まず、たくさんの要素を同時に満たす人材のみを採用対象としてしまうと、対象者が限定されてしまいます。少ない対象者の中から、相対的に望ましいだろう応募者を選ぶしかなくなります。「裾野広ければ山高し」といいますが、少ない対象者の中からでは、必要な数の応募者を採用できない可能性が生じてしまいます。あまりに多くの要素を要求すると、「そんな人は世の中に存在しない」ということにもなりかねません。
次に、人材を構成する能力や特性、志向などの各要素には、入社後に育成することのできない「比較的先天的な要素」と、入社後の仕事や研修などを通じて「十分育成可能な要素」があります。後者は、社内の育成パワー次第ですが、できるだけ採用時の要件としない方が賢明です。入社後に育成しにくい能力を持った人材は、労働市場においては引く手あまたであり、多くのライバル企業と取り合いになることが考えられます。このことをきちんと意識し、ターゲティングをしておかないと、採用競争に勝つことはできません。

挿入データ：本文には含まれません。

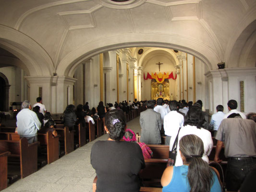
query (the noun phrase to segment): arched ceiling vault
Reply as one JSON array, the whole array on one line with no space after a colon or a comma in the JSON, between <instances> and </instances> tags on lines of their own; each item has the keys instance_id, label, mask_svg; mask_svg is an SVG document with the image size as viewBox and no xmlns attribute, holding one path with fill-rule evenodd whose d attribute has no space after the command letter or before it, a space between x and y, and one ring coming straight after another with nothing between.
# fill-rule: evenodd
<instances>
[{"instance_id":1,"label":"arched ceiling vault","mask_svg":"<svg viewBox=\"0 0 256 192\"><path fill-rule=\"evenodd\" d=\"M73 76L92 56L138 46L185 52L209 69L221 61L251 66L256 59L255 44L248 43L256 37L244 32L256 29L254 0L7 1L0 0L0 46L30 75ZM239 54L235 62L234 52Z\"/></svg>"}]
</instances>

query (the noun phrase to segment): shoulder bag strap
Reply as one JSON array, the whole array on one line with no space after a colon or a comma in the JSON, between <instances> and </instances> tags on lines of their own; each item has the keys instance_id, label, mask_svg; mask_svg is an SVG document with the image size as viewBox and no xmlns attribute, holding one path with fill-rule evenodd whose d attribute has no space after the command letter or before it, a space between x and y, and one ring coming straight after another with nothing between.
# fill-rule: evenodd
<instances>
[{"instance_id":1,"label":"shoulder bag strap","mask_svg":"<svg viewBox=\"0 0 256 192\"><path fill-rule=\"evenodd\" d=\"M178 145L178 138L179 137L179 133L180 132L180 130L181 130L181 127L180 127L180 128L179 129L179 131L178 132L178 134L176 136L175 141L174 141L173 145L172 145L172 149L171 150L171 151L173 151L174 150L177 149L177 146Z\"/></svg>"}]
</instances>

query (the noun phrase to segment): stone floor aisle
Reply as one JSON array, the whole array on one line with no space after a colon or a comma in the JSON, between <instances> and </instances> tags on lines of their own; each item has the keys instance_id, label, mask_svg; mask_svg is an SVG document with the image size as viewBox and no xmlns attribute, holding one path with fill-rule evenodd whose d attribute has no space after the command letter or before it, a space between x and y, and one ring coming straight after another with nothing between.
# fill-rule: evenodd
<instances>
[{"instance_id":1,"label":"stone floor aisle","mask_svg":"<svg viewBox=\"0 0 256 192\"><path fill-rule=\"evenodd\" d=\"M127 128L140 134L139 117L128 122ZM2 192L92 192L96 173L90 163L91 149L97 141L106 140L108 138L107 134L102 136L36 173L19 180Z\"/></svg>"}]
</instances>

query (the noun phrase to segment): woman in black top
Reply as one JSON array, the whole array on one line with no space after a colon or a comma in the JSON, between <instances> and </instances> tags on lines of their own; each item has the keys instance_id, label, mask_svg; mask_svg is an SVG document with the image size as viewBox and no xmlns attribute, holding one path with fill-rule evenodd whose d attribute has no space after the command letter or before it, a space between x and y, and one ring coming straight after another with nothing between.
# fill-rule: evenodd
<instances>
[{"instance_id":1,"label":"woman in black top","mask_svg":"<svg viewBox=\"0 0 256 192\"><path fill-rule=\"evenodd\" d=\"M74 129L74 125L77 120L74 112L75 107L73 105L69 105L63 112L63 121L64 126L69 127L69 131Z\"/></svg>"},{"instance_id":2,"label":"woman in black top","mask_svg":"<svg viewBox=\"0 0 256 192\"><path fill-rule=\"evenodd\" d=\"M126 128L123 112L108 112L105 125L110 138L96 142L91 152L91 164L98 176L96 192L139 192L138 174L145 162L139 145L122 139Z\"/></svg>"},{"instance_id":3,"label":"woman in black top","mask_svg":"<svg viewBox=\"0 0 256 192\"><path fill-rule=\"evenodd\" d=\"M78 105L76 107L76 111L75 111L76 117L78 119L76 123L77 124L81 123L83 127L85 127L85 117L86 117L86 113L83 109L83 105Z\"/></svg>"},{"instance_id":4,"label":"woman in black top","mask_svg":"<svg viewBox=\"0 0 256 192\"><path fill-rule=\"evenodd\" d=\"M38 120L41 122L41 127L44 126L44 115L40 112L40 107L37 106L33 108L33 111L37 113Z\"/></svg>"},{"instance_id":5,"label":"woman in black top","mask_svg":"<svg viewBox=\"0 0 256 192\"><path fill-rule=\"evenodd\" d=\"M100 101L98 103L96 111L100 119L103 118L105 117L105 115L106 114L106 113L107 113L107 109L103 105L103 102L102 101Z\"/></svg>"}]
</instances>

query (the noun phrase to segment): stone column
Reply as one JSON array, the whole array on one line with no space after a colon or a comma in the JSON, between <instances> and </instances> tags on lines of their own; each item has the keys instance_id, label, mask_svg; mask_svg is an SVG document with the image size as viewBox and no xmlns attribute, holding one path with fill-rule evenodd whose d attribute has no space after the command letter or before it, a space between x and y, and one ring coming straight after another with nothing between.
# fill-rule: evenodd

さらに、特に新卒採用などのポテンシャル採用においては、まだ成長途上の荒削りな人材が多く、バランスよく、たくさんの特性を持っている人は多くはありません。ある能力はかなり高くても、ある能力はやや劣るという、でこぼこした人材がたくさんいます。求める人材要件を多くしてしまうと、こういう荒削りな人材を採用できなくなり、小さくまとまった人材ばかりになってしまう恐れがあります。
加えて、現在のような変化の激しい時代においては、策定した人材要件が、すぐに陳腐化してしまう可能性もあります。多くの企業は、自社の組織内の多様性を確保するよう、常に努力しています。一般に、「組織が環境の変化に対応できるようにするためには、できるだけ外部環境と同等の多様性を、組織内につくること」といわれています。同時にたくさんの要件を、採用する人材に要求すると、同質性の高い、多様性のない組織となっていきます。しかも、その要件のセットは、次の時代にも必要とされるものかどうか、分かりません。
このような理由から、「求める人材像」の必要条件は、吟味を重ねた上で、優先順位を考えて、できるだけ少なくなるように、絞った方がよいのです。